Oatmeal with Milk (1 Cup)
Breakfast
139 mg/dL
Usually causes a medium spike
Avg. Food Score on Ultrahuman App
Ultrahuman Users got an UNSTABLE response
How to consume Oatmeal With Milk without glucose spikes
Add Protein
Include a source of protein such as a scoop of protein powder, a dollop of Greek yogurt, or a handful of nuts and seeds. Protein can help slow down the digestion process, leading to a more gradual release of glucose.
Incorporate Healthy Fats
Adding healthy fats like nut butter, flaxseeds, or chia seeds can also slow the digestive process and help maintain more stable blood sugar levels.
Use Whole Milk or Plant-Based Milk
Opt for whole milk or unsweetened plant-based milk alternatives like almond or soy milk, which might have a slower impact on blood sugar compared to skim milk.
Balance with Fiber
Enhance the oatmeal with high-fiber fruits like berries (e.g., blueberries, raspberries) or sliced apples to help slow the absorption of carbohydrates.
Mix in Cinnamon
Sprinkle cinnamon on your oatmeal, as it is believed to help improve insulin sensitivity and lower blood sugar levels.
Limit Portion Size
Control the portion size of your oatmeal to ensure that you are not consuming more carbohydrates than your body can efficiently handle at one time.

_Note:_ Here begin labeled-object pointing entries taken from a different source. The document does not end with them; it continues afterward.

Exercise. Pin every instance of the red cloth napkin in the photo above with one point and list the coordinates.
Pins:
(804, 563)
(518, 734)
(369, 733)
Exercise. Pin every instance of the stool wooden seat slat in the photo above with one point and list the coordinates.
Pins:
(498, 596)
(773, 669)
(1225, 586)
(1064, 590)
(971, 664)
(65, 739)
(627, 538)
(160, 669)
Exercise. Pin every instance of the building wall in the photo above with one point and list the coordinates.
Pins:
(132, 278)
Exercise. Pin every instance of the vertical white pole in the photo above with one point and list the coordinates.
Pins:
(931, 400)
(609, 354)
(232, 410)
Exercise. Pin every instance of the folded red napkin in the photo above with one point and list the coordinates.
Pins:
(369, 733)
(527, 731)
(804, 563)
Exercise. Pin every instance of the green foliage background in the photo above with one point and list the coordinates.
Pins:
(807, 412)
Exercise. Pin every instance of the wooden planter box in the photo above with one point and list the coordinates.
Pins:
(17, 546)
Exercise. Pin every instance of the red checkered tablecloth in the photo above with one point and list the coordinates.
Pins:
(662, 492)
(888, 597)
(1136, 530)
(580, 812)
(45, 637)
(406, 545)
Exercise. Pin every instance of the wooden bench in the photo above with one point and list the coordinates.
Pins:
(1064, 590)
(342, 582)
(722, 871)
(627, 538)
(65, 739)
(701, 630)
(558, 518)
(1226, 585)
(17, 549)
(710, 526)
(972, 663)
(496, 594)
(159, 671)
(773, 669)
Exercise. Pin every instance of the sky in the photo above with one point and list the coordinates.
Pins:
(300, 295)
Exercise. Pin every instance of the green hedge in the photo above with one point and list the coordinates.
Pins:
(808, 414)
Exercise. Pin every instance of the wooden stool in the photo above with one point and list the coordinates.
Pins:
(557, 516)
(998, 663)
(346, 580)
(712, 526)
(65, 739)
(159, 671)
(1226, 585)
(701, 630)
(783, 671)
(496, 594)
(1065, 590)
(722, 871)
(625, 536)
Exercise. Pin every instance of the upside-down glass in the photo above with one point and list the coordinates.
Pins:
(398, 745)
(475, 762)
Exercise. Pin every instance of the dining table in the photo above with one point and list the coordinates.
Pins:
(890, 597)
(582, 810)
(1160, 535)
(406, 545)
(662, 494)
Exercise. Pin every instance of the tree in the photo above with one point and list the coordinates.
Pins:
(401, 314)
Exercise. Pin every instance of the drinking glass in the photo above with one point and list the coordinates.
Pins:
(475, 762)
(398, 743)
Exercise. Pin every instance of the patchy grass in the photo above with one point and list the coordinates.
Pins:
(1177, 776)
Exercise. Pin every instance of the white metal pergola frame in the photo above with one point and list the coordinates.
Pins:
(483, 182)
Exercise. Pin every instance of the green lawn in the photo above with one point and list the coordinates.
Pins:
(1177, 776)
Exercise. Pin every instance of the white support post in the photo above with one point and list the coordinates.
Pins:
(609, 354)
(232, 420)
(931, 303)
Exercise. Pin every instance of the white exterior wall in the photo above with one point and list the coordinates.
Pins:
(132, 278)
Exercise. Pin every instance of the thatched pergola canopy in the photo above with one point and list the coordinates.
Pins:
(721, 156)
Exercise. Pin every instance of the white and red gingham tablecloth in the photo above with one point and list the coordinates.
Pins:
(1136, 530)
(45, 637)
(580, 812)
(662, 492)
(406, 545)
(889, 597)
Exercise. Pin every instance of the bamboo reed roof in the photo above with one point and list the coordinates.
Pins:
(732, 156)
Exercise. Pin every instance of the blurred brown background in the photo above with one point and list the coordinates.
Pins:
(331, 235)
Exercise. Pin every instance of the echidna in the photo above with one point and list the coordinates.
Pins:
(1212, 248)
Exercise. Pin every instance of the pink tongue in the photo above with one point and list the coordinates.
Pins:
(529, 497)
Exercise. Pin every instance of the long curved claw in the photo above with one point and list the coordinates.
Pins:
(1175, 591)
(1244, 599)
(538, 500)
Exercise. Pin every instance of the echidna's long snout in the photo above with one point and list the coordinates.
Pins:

Precede with a Vinegar Drink
Consuming a small amount of vinegar diluted in water before your meal can help moderate blood sugar spikes.
Include a Side of Vegetables
Add a small serving of non-starchy vegetables like spinach or kale on the side, which can help slow down digestion and glucose absorption.
Stay Hydrated
Drink water before and during your meal to aid in digestion and help maintain normal blood sugar levels.
Exercise After Eating
Engage in light physical activity, such as a short walk, after eating to help your muscles use some of the glucose from your meal, thereby reducing the spike.